Liu Cixin's work is so suggestive that one could even find analogies with Spanish politics. The novel tells us about a rather complex orbital system. The three stars of Alpha Centauri are a torment for the planet Trisolaris. The instability of the orbits prevents us from predicting with certainty stable eras and chaotic eras. A long period of stability allows civilization to thrive, but a single scorcher can appear over the horizon at any moment. The people of Trisolaris have two concerns: to refine a prediction model of the three stellar orbits and to find a relatively nearby planet that can be invaded and colonized. They can already guess which one it is.

Spanish politics revolves around three systems in dance: Europe, Madrid DF and the autonomies. While Europa's orbit has remained stable, the other two bodies have moved in relative harmony. Madrid DF has gained volume and luminosity, and the third body, made up of sixteen spheres always waiting to see what Catalonia will do, has remained more or less aligned. At the moment when Europa's orbit is altered, the other two bodies are out of control.
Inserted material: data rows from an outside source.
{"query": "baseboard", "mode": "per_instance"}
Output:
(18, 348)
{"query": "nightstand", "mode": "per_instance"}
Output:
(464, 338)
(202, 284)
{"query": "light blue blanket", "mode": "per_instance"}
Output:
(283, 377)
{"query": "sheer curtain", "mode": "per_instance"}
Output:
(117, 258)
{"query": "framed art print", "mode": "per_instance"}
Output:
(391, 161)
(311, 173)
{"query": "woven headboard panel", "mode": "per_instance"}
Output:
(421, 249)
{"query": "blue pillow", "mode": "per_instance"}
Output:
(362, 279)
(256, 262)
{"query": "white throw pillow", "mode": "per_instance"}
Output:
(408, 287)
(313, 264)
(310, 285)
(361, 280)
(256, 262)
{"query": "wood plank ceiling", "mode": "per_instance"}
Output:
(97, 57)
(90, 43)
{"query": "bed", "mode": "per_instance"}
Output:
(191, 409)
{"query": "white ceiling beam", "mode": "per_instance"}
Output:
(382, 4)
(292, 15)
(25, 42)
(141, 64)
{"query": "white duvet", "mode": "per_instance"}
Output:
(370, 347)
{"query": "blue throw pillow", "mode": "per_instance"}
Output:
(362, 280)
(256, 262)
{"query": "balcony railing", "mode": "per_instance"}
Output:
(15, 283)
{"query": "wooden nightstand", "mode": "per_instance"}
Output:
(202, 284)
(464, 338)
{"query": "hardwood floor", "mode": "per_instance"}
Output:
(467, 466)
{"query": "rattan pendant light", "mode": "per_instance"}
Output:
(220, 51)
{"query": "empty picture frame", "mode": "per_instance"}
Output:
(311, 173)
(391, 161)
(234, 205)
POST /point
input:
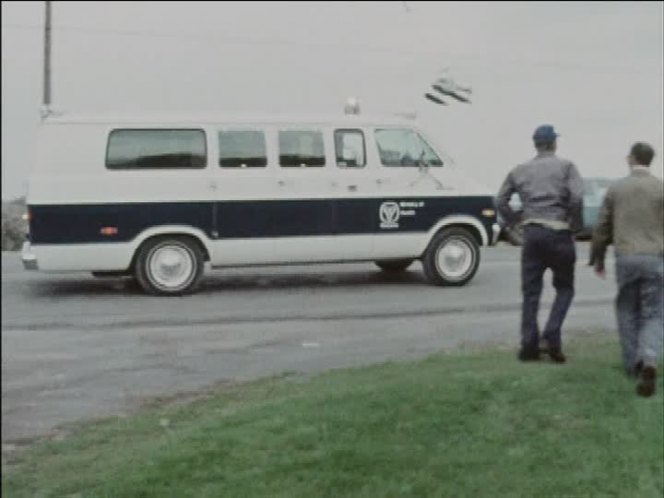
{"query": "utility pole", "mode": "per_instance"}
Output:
(47, 58)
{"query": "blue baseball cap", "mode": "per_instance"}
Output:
(545, 134)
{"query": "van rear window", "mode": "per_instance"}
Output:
(242, 149)
(156, 149)
(301, 149)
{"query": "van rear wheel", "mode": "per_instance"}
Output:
(452, 258)
(169, 266)
(394, 265)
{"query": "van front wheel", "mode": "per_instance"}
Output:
(169, 266)
(452, 258)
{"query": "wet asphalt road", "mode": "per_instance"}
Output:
(76, 347)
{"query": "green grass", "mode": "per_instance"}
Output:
(468, 424)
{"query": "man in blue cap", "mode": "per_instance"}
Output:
(551, 192)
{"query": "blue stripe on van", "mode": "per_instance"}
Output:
(81, 223)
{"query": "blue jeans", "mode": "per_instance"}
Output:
(543, 249)
(639, 308)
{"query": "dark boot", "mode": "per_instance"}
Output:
(556, 355)
(528, 354)
(646, 387)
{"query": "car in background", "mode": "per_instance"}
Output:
(594, 191)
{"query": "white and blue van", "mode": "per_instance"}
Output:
(161, 198)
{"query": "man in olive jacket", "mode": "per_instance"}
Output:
(632, 218)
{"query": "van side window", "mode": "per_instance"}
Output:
(350, 149)
(242, 149)
(156, 149)
(301, 148)
(404, 147)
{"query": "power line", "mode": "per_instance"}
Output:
(366, 48)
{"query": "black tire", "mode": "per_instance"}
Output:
(394, 265)
(185, 250)
(434, 262)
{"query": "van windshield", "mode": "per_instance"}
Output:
(404, 147)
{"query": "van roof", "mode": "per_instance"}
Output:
(156, 119)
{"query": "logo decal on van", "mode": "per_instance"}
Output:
(389, 215)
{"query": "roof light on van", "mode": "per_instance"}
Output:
(352, 106)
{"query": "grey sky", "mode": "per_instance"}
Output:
(592, 69)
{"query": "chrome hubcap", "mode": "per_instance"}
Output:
(455, 259)
(171, 267)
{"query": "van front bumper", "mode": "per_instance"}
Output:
(28, 257)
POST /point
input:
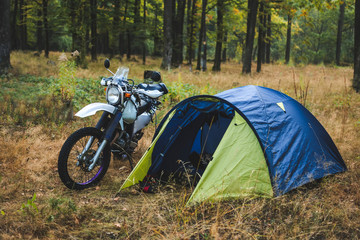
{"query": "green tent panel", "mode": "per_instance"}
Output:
(260, 142)
(141, 169)
(238, 168)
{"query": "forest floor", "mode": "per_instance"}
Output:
(34, 204)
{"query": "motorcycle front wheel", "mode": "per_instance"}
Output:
(76, 156)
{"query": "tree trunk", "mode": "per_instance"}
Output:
(356, 80)
(288, 41)
(115, 46)
(144, 40)
(23, 32)
(339, 34)
(223, 58)
(46, 27)
(250, 34)
(39, 29)
(4, 36)
(191, 37)
(177, 58)
(14, 39)
(260, 38)
(168, 41)
(202, 35)
(136, 29)
(219, 34)
(93, 23)
(124, 30)
(157, 40)
(263, 24)
(268, 38)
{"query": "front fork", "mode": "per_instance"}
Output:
(108, 135)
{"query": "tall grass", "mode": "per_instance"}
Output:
(328, 209)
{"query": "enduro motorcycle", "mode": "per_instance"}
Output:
(85, 156)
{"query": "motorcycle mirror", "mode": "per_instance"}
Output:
(107, 63)
(155, 76)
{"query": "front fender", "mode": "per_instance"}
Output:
(92, 108)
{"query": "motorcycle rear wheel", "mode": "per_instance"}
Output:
(73, 163)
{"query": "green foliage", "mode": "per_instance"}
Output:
(65, 86)
(61, 208)
(30, 207)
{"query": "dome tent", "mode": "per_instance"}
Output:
(262, 142)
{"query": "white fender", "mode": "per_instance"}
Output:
(92, 108)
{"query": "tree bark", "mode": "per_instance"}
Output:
(93, 23)
(268, 38)
(356, 80)
(144, 40)
(250, 34)
(115, 48)
(136, 29)
(219, 34)
(288, 40)
(23, 32)
(168, 41)
(202, 38)
(14, 39)
(224, 54)
(191, 37)
(4, 36)
(339, 33)
(260, 38)
(178, 23)
(125, 30)
(46, 27)
(39, 30)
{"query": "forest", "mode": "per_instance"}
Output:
(198, 34)
(51, 64)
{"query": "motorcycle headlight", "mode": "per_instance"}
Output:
(113, 95)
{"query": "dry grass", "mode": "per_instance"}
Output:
(325, 210)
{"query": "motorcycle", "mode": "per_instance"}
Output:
(85, 156)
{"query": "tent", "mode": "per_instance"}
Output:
(261, 142)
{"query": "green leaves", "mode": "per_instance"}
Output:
(30, 206)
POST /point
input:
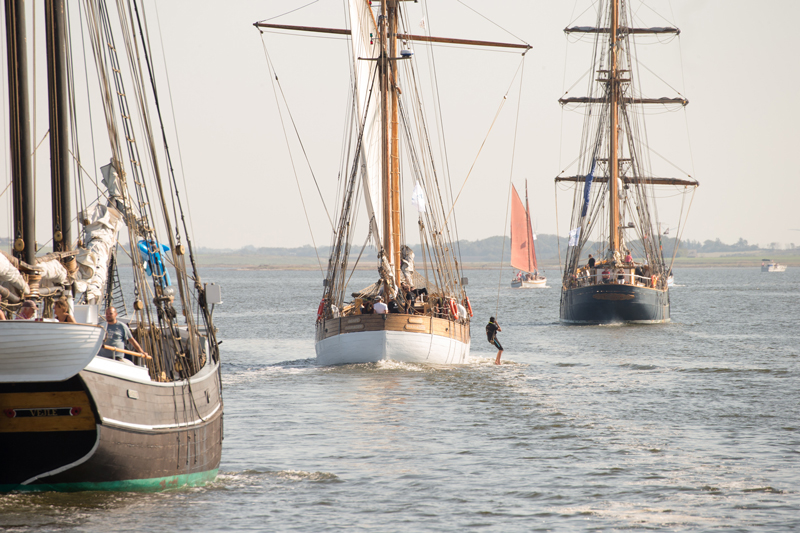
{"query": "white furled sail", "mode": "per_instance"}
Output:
(103, 224)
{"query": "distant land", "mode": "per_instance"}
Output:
(486, 253)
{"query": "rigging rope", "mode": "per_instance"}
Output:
(497, 114)
(274, 78)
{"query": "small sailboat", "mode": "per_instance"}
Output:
(768, 265)
(74, 413)
(523, 251)
(613, 196)
(417, 313)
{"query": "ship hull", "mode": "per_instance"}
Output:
(614, 304)
(124, 433)
(395, 337)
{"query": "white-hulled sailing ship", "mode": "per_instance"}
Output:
(429, 312)
(71, 418)
(523, 249)
(613, 197)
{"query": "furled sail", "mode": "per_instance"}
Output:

It happened during the last economic crisis, and it may happen again now with the winds of war coming from Eastern Europe. European politics is a big question mark today. Spanish politics today is an almost irresolvable tie dominated by fury, and the autonomous spheres, with the right to call elections when it suits them, make any orbital calculation almost impossible. The variables are more and more.

We live in Trisolaris and strange signs are beginning to be seen in the sky. Just yesterday, the CSIC reported the mysterious appearance of an artificial balloon that came from France, which would have flown over the Mediterranean coast to the south of Valencia at midnight on Friday. In a public statement, they first opted for the possibility that it was a ballistic missile. A missile! A missile fired from France to mock the defenses of Spain and greet the countries of North Africa? Wrap it up strong. Once the alarm was triggered, the Institute of Space Sciences corrected it: possible re-entry of an artificial object into the Earth's atmosphere.

Get over her, this Liu Cixin.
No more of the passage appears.